Sacred Land Blog
Two days ago we left the grim streets of industrial Barnaul for Gorno-Altaisk, the capital city of the Altai Republic. Arriving after a five hour drive in a speeding minivan, our beleaguered bodies crammed in among the sharp corners of our equipment, our eyes delighted at the sight of Gorno’s verdant hills and (almost) quaint city streets (if one averts the eyes from the Brutalist-style of ubiquitous concrete architecture). We got our bearings and slept off a little of the jet lag and then got down to business, interviewing the Director of the National Museum, Rima Yerkinova, and finally meeting all the people we’ve only talked with by phone or heard about for all these months of planning.

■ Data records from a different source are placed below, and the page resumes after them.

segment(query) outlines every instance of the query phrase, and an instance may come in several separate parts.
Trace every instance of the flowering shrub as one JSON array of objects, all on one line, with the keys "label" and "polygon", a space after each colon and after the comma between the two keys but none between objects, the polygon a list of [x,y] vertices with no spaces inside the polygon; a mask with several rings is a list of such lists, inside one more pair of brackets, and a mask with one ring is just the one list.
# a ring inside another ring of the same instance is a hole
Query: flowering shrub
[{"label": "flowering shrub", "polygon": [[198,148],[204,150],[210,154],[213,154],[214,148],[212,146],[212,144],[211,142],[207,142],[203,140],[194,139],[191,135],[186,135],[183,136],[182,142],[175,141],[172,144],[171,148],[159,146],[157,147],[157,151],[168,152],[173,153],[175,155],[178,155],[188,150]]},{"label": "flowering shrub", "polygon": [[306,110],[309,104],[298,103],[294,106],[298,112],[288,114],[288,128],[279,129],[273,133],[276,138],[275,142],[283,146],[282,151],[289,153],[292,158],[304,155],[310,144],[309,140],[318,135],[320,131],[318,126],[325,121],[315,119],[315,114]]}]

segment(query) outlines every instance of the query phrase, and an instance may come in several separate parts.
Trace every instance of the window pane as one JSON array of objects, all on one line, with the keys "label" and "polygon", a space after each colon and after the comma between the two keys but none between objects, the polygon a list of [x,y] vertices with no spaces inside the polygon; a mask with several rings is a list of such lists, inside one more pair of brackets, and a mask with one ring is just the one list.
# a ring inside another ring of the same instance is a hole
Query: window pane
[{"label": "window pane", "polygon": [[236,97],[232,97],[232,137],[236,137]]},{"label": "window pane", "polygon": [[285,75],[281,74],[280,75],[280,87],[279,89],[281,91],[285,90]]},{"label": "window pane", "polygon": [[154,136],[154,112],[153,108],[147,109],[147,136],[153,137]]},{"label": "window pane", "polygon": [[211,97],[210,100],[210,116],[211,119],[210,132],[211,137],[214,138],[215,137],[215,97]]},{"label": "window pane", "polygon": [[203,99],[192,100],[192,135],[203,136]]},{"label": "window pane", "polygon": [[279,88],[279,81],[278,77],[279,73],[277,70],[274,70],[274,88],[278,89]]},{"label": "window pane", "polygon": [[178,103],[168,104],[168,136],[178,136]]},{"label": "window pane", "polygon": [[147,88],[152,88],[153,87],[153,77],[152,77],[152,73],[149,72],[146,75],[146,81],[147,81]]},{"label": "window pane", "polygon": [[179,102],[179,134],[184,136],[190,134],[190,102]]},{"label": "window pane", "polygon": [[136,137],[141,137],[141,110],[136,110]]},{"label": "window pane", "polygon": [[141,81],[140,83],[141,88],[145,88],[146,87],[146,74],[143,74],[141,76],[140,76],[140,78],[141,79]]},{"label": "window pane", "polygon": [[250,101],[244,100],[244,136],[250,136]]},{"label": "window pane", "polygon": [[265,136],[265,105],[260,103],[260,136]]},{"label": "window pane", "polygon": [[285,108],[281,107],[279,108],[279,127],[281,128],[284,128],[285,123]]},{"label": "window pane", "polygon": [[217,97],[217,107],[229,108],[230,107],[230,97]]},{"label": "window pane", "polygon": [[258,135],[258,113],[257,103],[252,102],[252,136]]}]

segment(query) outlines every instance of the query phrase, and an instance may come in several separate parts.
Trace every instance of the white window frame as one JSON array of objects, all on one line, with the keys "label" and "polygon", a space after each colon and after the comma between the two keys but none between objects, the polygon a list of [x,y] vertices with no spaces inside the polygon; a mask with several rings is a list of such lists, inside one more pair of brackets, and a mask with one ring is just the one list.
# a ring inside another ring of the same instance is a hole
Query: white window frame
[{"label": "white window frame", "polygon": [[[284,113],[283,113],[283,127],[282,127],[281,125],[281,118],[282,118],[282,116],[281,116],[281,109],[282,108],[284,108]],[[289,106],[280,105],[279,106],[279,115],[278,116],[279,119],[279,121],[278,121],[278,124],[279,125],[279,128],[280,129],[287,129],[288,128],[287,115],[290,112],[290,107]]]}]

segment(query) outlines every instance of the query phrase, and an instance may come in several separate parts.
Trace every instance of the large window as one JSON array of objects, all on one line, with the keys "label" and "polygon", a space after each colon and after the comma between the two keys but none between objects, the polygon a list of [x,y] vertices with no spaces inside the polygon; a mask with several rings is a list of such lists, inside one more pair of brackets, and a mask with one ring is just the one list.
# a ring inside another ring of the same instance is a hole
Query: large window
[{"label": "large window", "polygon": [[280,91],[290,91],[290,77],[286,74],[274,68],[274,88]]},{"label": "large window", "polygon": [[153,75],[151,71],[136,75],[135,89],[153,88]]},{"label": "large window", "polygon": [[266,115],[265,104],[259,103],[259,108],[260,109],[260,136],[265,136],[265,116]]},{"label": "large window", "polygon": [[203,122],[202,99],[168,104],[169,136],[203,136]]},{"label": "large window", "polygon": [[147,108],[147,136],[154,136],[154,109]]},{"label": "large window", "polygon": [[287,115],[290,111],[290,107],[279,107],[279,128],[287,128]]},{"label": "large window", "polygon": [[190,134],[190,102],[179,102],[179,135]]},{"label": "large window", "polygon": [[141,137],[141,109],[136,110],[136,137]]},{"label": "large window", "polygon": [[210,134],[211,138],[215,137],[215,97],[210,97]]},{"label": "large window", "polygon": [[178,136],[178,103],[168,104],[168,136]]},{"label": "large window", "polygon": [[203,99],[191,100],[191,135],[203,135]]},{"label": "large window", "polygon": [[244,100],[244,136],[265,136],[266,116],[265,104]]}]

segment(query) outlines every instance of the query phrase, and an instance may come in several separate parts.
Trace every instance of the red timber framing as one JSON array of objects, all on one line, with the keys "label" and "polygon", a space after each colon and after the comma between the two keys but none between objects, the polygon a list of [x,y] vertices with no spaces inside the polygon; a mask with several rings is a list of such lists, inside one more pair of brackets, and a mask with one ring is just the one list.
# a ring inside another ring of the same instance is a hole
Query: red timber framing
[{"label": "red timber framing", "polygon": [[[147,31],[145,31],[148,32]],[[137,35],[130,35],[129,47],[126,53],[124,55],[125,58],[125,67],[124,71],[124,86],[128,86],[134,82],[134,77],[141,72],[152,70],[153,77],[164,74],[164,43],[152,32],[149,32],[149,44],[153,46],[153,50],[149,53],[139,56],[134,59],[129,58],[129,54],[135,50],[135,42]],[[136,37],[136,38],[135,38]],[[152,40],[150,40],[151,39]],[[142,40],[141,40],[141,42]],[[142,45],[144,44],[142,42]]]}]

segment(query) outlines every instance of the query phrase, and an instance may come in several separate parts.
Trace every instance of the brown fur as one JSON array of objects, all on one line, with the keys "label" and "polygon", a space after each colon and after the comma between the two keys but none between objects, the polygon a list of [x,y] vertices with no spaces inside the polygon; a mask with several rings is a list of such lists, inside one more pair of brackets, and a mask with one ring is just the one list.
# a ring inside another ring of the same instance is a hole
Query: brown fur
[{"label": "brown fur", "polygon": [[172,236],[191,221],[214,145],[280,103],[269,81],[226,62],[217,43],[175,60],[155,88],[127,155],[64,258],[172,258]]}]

We left Gorno late last night and arrived in Erdogan, a rugged hamlet that appeared ghostly at night, its tumble-down barns and fences ethereally lit by our vans’ headlights. But, waking this morning, we discovered we’d arrived to a neat little village lying in the lap of voluptuous hills that would laugh the green off the Irish countryside. This preternaturally
quiet valley is where the powerful Katun River broadens after it drops several thousand feet from the eastern Altai mountains. For 30 years the Russian government has wanted to put a massive hydroelectric dam on this site, ostensibly to power local industry and homes, but the plans have so far be shown to be economically unviable, not to mention environmentally tragic. However, the Katun Dam project is still high on many officials’ lists, so locals brought us out here to remind the world that the river and valley remain at risk.